If you’re an independent writer/publisher and if you would be interested in posting for Pro Writers Writing, either monthly, weekly, or as a guest blogger, please email me at

Talk with you again before too long.

Writing of Blackwell Ops 7: Glynn Marco (novel)

Day 8…… 1253 words. Total words to date…… 15916

Fiction words today…………………… 0
Nonfiction words today…………… 530

Total fiction words for the month……… 0
Total fiction words for the year………… 374653
Total nonfiction words for the month… 1910
Total nonfiction words for the year…… 248620
Total words for the year (fiction and this blog)…… 623273

Calendar Year 2019 Novels to Date…………………… 7
Calendar Year 2019 Novellas to Date……………… 1
Calendar Year 2019 Short Stories to Date… 2
Novels (since Oct 19, 2014)…………………………………… 43
Novellas (since Nov 1, 2015)………………………………… 8
Short stories (since Apr 15, 2014)………………… 195
Short story collections……………………………………………… 31

4 thoughts on “The Journal, Friday, September 6”

  1. Hello Harvey!

    Again I have a question about my writing process. I tried cycling many times now, but every time I do it – even when I didn’t touch anything(!) – my subconcious doesn’t want to play anymore. It is only when I let it move forward constantly, that the fun of writing and the flow of the story continues. Do you think I should let finish my subconscious the story first and go over it (without critical mind) after the story is done? Because I have the feeling, that even rereading as a reader counts as an unwanted interruption for my subconscious and destroys the process. I am sad, that the cycling method works for you and for Dean and for Robert and Kris and all the other great writers, who are writing into the dark, but not for me. 🙁

    Thanks for this valuable Journal and your thoughts on writing. I have learned very much since I discovered your website and implemented your advices. Now I actually can feel that I am on the right track to become a successful writer.

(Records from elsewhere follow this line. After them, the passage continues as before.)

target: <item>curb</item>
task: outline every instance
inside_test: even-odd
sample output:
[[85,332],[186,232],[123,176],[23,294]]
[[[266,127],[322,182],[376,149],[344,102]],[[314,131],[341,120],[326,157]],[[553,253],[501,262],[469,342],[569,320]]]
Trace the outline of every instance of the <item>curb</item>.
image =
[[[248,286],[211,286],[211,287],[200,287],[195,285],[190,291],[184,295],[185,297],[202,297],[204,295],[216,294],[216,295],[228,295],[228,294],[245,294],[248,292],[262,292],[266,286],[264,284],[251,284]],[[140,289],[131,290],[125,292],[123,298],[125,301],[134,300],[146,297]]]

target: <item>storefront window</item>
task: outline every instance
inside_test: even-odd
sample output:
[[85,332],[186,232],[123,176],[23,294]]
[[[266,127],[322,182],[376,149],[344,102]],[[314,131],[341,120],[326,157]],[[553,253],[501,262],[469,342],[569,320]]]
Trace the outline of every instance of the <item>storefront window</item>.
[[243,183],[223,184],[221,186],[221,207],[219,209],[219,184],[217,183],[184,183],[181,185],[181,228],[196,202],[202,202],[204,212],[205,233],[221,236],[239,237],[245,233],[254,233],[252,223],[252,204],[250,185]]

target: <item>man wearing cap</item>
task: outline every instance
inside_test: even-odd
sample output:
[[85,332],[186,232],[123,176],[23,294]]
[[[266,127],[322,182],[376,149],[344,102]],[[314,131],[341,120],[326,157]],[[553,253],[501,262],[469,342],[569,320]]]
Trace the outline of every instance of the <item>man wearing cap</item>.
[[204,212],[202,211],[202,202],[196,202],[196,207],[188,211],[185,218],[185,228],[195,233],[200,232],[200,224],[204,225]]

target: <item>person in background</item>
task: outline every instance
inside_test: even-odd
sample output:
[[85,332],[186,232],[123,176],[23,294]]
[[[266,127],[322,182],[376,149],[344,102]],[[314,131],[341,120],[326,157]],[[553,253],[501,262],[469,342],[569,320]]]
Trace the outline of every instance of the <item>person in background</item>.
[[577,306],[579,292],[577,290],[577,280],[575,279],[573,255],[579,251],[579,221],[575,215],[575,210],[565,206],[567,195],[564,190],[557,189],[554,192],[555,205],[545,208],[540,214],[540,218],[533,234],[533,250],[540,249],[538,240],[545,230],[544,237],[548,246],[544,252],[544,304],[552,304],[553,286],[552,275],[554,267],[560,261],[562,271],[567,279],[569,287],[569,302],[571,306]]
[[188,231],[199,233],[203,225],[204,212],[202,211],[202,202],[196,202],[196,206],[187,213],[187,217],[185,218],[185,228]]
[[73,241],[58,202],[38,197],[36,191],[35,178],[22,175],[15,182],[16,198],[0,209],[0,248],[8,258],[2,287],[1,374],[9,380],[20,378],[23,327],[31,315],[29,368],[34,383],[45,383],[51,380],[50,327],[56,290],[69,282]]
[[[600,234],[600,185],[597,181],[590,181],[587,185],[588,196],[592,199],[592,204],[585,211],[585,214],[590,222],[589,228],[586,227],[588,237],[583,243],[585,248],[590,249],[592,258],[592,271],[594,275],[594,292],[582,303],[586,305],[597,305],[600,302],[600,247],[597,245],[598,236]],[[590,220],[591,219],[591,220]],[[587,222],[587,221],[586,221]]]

    Have a wonderful day, Harvey!

    With kind regards

    • Finn, thanks for the comment and question.

      Don’t allow anything to interrupt the flow of your writing.

      Cycling is about writing one clean draft, beginning to end. It’s a kind of ongoing revision, but all done in the subconscious. It sounds like you aren’t remaining in the subconscious while reading (e.g., you’re consciously “looking” for things to fix, etc.).

      Anyway, sure, writing without cycling is fine. On most short stories, I don’t cycle (no need). On novellas and novels, I take a break about once an hour. Qhen I come back to the novel, I read back over what I wrote (to get myself back into the story) then continue when I get to the white space.

  2. >licensing
    You bring up an excellent point.
    I see the horrible licensing terms as the price you pay for being allowed to take part in the WordPress social media system (there’s an SNS system for WordPress bloggers that kind of takes place behind the scenes in the WordPress app. It’s useful for bloggers whose main focus is on socializing and having fun).
    But I’m never going to post any “for-real” writing there. No way. lol

    • I assume you’re talking about I don’t use them at all, but they’re a magnet for people who want a “free” website. (Though it’s far from free when they finish nickle and diming you to death.)